News Release

Brain activity predicts promiscuity and problem drinking

Brain areas weigh in on risk vs. reward

Peer-Reviewed Publication

Duke University

Amygdala Drinking

image: Imbalance in the activation of two brain areas, the ventral striatum (VS on vertical scale) and the amygdala, predicts problem drinking in university students who are dealing with stress. The same two brain areas also predict the number of new sexual partners a person will have several months after his or her brain scan. view more 

Credit: Annchen Knodt, Duke University

DURHAM, N.C. - A pair of brain-imaging studies suggest researchers may be able to predict how likely young adults are to develop problem drinking or engage in risky sexual behavior in response to stress.

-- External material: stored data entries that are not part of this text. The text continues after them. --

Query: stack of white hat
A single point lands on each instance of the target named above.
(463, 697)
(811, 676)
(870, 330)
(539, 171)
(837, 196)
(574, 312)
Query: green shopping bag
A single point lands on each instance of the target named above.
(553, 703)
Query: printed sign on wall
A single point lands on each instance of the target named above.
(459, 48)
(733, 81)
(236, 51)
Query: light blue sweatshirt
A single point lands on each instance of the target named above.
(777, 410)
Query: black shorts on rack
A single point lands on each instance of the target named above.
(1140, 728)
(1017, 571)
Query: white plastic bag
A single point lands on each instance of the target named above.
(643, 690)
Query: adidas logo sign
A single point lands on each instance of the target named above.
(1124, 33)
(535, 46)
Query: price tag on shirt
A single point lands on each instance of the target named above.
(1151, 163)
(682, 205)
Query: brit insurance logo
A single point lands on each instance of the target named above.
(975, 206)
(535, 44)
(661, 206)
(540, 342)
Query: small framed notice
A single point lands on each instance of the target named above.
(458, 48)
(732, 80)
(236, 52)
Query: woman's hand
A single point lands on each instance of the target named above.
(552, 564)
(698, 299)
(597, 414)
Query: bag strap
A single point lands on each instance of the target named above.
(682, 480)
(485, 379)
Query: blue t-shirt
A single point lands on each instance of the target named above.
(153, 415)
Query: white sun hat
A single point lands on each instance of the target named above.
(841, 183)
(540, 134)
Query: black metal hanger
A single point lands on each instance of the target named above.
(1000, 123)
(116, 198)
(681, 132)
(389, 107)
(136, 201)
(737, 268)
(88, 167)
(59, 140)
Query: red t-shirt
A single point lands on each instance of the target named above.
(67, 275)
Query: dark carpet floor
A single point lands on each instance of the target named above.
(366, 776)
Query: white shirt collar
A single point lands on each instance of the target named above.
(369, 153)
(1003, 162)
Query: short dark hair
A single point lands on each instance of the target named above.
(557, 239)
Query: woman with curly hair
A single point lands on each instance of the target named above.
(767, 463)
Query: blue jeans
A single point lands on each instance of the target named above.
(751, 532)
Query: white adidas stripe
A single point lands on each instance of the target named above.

The new research is part of the ongoing Duke Neurogenetics Study (DNS), which began in 2010 to better understand how interactions between the brain, genome and environment shape risky behaviors that can predict mental illnesses including depression, anxiety, and addiction.

"By knowing the biology that predicts risk, we hope to eventually change the biology -- or at least meet that biology with other forces to stem the risk," said the senior author of both studies, Ahmad Hariri, professor of psychology and neuroscience at Duke University.

In both studies, the team used non-invasive functional MRI imaging to measure the activity of two brain areas that help shape opposing behaviors crucial for survival: the reward-seeking ventral striatum and the threat-assessing amygdala.

In a 2012 sample of 200 DNS participants, Hariri's group showed that having both an overactive ventral striatum and an underactive amygdala was associated with problem drinking in response to stress.

Hariri's team confirmed this finding in the new study using a larger sample of 759 undergraduate students who averaged 19 years old.

The researchers also discovered that the inverse brain pattern -- low ventral striatum and high amygdala activity -- predicted problem drinking in response to stress both at the time of the scan and three months after. These results were published June 30 in Molecular Psychiatry.

"We now have these two distinct profiles of risk that, in general, reflect imbalance in the function of typically complementary brain areas," Hariri said. "If you have high activity in both areas, no problem. If you have low activity in both areas, no problem. It's when they're out of whack that individuals may have problems with drinking."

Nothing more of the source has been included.